I think my Australian sister would not think much of the rock and shingle beach below but I love it. I like to be able to amble down the path and walk along the shoreline, trying to distinguish between the many types of gull as they soar overhead while admiring the stillness of a pair of grey herons as they wait patiently on the rocks. The beach is not one to attract tourists as it is not a traditionally pretty beach but a wild and rugged spot. This is a place for birdwatchers, photographers, and serious walkers; the John Muir way passes through here. Neither is it a beach that's easy to discover. It is hidden away and you must walk down the pathway, through the dean and past the old mill house, following the sound of the water. On one side you look out to the north and on the other the industrial coastline of East Lothian, the power station dominating the headland.
|At the end of the path...|
|The little path down to the beach|
We're not just enjoying having the beach on our doorstep, we're also enjoying the new house. I always attribute human qualities to houses and imagine them as distinct personalities. I think of this house as a stoic matronly type of house. She stands for no nonsense from the weather and seems completely unpeturbed by the gales and horizontal rain...so typical of a Scottish summer! One hundred years old, she must have witnessed a great deal and several generations have lived out the dramas of family life within her walls. Her rooms are firmly square and spacious - no whimsical arches, narrow recesses or pokey corners. It's comforting how solid she feels though the bones of her stairs and floorboards creak a little with old age. Despite her maturity, she's a well- kept woman and everything was immaculate and sparkling when we moved in. It made the whole moving process so much easier, only having to clean the one house we were moving out of and knowing that things could be put straight away; now I'm determined to keep the house that way!

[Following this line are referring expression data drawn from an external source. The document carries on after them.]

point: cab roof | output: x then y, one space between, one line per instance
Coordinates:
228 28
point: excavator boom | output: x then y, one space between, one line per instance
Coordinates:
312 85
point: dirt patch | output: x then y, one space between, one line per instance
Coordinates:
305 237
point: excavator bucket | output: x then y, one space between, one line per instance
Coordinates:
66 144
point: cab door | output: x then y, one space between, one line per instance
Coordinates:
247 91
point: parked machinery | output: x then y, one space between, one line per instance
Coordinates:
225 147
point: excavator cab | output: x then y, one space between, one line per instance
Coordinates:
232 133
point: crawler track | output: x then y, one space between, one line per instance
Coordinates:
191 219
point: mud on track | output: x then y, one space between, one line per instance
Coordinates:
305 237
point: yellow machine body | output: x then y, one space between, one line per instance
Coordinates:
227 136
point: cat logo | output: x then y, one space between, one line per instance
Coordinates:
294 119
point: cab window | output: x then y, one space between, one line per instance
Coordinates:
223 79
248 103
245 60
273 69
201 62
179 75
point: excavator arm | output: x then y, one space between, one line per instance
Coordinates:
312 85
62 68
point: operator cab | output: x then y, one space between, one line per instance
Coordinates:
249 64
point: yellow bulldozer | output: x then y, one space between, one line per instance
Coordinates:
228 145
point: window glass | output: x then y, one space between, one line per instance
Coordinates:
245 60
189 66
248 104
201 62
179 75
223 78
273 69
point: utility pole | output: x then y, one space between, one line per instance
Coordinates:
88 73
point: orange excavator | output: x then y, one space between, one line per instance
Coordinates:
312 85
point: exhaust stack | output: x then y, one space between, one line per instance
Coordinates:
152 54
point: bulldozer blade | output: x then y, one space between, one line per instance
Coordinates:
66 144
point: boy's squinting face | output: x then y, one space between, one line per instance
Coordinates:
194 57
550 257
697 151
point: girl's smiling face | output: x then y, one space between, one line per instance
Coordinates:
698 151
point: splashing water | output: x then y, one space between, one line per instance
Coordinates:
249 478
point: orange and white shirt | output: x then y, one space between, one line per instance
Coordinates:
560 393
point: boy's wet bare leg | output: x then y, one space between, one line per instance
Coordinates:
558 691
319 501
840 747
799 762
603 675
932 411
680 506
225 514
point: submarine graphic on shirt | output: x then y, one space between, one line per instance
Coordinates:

The back of the house has an open plan feel with the sitting room leading through to a dining room with a large picture window overlooking the sea. There is a sliding door to the kitchen from here and a sun room to the other side. I can't quite work out which way the garden faces but it seems to get the best of the sun for most of the day.
When mowing the lawn or hanging out the washing you're liable to get distracted by the beautiful views and it takes discipline to finish the job.
I end up just standing there admiring the scenery, lulled into inactivity by the sound of the waves.